Algo le dijo el jefe a sus dos subordinados por lo que al cabo de un rato me dejaron ir. Todavía tardé un tiempo en terminar con las gestiones y poder abandonar el puesto fronterizo, pero no me registraron, ni me confiscaron la cámara o la tarjeta de memoria. Ya en Marruecos volvía a poner la cámara en funcionamiento.

 

La rutina de la rutina

La rutina es inherente al ser humano. Nos proporciona sensación de seguridad, de control y de estabilidad. Evidentemente, no me refiero a la sucesión de tareas o acontecimientos que acaban por hastiarnos, sino a eso que necesitamos que tengan en común nuestros días para incorporar cotidianidad a nuestra existencia. Esa es la forma en que nos procuramos la ilusión de que controlamos el devenir del tiempo y nuestras vidas.
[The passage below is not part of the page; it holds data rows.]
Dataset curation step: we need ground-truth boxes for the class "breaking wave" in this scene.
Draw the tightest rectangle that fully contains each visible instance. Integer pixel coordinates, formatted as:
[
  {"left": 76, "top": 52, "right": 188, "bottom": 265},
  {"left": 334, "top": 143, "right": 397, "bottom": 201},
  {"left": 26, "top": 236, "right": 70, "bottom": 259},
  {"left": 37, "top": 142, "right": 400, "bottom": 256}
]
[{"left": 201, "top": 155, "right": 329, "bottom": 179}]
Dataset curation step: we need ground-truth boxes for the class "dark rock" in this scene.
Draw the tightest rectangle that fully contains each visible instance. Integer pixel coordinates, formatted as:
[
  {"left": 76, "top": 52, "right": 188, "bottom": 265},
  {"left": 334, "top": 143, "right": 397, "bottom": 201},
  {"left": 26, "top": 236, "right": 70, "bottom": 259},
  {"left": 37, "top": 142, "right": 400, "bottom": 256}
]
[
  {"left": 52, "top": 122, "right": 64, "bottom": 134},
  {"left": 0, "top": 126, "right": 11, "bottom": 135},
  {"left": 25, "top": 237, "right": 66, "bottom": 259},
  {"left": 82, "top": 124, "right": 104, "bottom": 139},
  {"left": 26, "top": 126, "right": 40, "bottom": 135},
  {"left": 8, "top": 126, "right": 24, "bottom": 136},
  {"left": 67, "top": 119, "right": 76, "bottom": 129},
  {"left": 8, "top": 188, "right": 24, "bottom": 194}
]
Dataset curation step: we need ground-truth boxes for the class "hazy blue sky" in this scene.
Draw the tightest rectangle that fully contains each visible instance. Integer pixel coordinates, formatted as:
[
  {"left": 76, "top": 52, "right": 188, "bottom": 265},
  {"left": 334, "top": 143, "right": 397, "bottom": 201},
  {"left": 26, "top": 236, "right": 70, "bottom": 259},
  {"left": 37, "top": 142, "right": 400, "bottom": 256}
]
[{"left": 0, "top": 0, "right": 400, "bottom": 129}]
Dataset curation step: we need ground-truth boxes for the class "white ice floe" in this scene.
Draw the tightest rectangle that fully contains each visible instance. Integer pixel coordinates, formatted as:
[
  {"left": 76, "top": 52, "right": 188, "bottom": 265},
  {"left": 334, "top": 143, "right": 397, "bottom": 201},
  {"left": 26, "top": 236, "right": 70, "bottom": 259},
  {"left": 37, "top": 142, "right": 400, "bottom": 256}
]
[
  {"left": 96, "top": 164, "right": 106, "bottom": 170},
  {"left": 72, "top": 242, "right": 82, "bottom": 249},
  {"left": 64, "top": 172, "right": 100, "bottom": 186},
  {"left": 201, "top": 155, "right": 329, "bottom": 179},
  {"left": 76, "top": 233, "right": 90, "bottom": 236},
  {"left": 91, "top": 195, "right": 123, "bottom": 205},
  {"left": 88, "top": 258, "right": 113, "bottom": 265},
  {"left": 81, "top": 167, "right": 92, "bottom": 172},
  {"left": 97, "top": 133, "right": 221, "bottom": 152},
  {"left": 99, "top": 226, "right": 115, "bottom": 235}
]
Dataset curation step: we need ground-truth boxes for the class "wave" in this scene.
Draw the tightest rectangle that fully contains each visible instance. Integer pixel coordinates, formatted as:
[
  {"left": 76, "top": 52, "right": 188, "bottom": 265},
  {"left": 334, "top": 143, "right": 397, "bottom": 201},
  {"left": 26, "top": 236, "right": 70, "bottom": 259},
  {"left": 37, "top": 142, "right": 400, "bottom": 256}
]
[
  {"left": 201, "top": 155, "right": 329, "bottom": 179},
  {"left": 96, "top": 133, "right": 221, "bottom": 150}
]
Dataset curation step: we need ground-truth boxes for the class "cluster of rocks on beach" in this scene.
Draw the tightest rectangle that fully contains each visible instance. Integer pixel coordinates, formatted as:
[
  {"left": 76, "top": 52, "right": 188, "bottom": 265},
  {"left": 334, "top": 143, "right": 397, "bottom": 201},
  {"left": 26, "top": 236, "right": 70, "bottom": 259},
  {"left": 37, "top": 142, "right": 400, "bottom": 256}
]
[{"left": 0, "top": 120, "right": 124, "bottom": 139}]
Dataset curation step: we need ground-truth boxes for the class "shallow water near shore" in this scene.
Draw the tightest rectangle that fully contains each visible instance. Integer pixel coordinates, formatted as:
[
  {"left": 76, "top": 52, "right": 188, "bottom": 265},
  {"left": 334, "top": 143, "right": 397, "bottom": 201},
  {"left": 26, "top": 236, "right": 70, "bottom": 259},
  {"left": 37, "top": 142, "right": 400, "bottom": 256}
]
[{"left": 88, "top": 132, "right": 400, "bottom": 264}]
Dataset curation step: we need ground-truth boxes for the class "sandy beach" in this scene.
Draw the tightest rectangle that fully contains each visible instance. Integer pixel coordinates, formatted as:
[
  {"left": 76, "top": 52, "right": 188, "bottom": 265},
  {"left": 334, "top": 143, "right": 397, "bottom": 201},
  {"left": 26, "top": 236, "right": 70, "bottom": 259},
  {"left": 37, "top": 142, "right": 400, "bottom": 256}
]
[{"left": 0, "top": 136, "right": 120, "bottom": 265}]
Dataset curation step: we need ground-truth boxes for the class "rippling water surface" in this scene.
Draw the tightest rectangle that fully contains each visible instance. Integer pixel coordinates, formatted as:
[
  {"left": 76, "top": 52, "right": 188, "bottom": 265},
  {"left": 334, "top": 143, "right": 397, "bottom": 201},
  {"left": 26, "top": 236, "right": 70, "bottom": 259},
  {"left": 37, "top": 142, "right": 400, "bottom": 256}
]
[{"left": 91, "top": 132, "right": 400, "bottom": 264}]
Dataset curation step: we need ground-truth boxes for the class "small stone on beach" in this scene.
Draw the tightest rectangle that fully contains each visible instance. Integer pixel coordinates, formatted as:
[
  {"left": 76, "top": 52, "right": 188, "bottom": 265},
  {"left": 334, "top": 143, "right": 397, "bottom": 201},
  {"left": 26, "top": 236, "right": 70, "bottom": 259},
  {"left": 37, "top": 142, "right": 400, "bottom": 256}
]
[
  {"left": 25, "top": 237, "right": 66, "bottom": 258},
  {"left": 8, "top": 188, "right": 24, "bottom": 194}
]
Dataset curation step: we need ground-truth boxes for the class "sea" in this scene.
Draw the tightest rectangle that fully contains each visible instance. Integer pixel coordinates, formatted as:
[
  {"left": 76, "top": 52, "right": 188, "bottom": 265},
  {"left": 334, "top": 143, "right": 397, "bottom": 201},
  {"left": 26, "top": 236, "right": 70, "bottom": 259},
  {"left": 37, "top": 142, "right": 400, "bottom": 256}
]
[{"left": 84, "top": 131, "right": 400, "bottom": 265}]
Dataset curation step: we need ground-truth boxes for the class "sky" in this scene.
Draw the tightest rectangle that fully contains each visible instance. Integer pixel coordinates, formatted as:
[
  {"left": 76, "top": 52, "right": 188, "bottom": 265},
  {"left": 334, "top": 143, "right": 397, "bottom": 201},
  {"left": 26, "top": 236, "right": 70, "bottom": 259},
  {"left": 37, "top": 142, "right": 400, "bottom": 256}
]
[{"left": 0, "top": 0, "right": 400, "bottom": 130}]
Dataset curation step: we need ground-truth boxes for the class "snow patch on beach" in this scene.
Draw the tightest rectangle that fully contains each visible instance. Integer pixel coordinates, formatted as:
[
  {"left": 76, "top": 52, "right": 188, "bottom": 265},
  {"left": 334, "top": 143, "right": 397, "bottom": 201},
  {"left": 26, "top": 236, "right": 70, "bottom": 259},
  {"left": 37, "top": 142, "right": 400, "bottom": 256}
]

Viajando como lo hago, no hay mucho espacio para la rutina. Yo diría más bien que la rutina no existe. Permanentemente cambia el escenario, las personas, las costumbres, la gastronomía, el idioma, el paisaje... Resulta de todo punto imposible encontrar cotidianidad en el escenario cambiante, y eso es algo que también el cerebro, pero sobre todo el espíritu, no están dispuestos a aceptar. Sin cotidianidad, sin rutina, uno puede llegar a caer en la locura. No hay cerebro capaz de administrar un flujo de información tan brutal sin resentirse. Por eso es tan importante construirse uno sus propias rutinas. Y como no es posible hacerlo en un escenario en permanente cambio, habrá que hacerlo en el ámbito de uno mismo, o allí donde el tiempo se detenga aunque brevemente.

Cuando viajo de esta forma, durante tanto tiempo, en solitario y en condiciones tan precarias, procuro levantarme siempre a la misma hora, sin despertador, y hago coincidir mi horario con el del sol. De esta forma, mis días empiezan siempre igual. El sol es lo único que no llevo conmigo que me acompañará todo el viaje. Una constante en mi día a día. Ni siquiera la luna, que tiene su propio ciclo. Y vivir a su ritmo me produce sensación de orden. El sol es un gran compañero de viaje.

 

La moto es mi casa. La maleta derecha es mi habitación, porque ahí transporto mis cosas personales. La maleta izquierda es la cocina y la despensa. La maleta superior es mi estudio. Las bolsas laterales delanteras son el trastero. Y la bolsa sobre el depósito es el baño. Procuro tener mi casa siempre muy ordenada. Cada cosa tiene un sitio asignado, y allí debe estar. No porque sea yo un enfermo del orden, que quizá, sino porque mantener organizadas mis cosas me ayuda a tener presente que vivo en algún sitio. Y ese lugar requiere de mi atención. La idea de tener una casa, aunque sea la más pequeña que se pueda tener y se mueva sin cesar, me tranquiliza.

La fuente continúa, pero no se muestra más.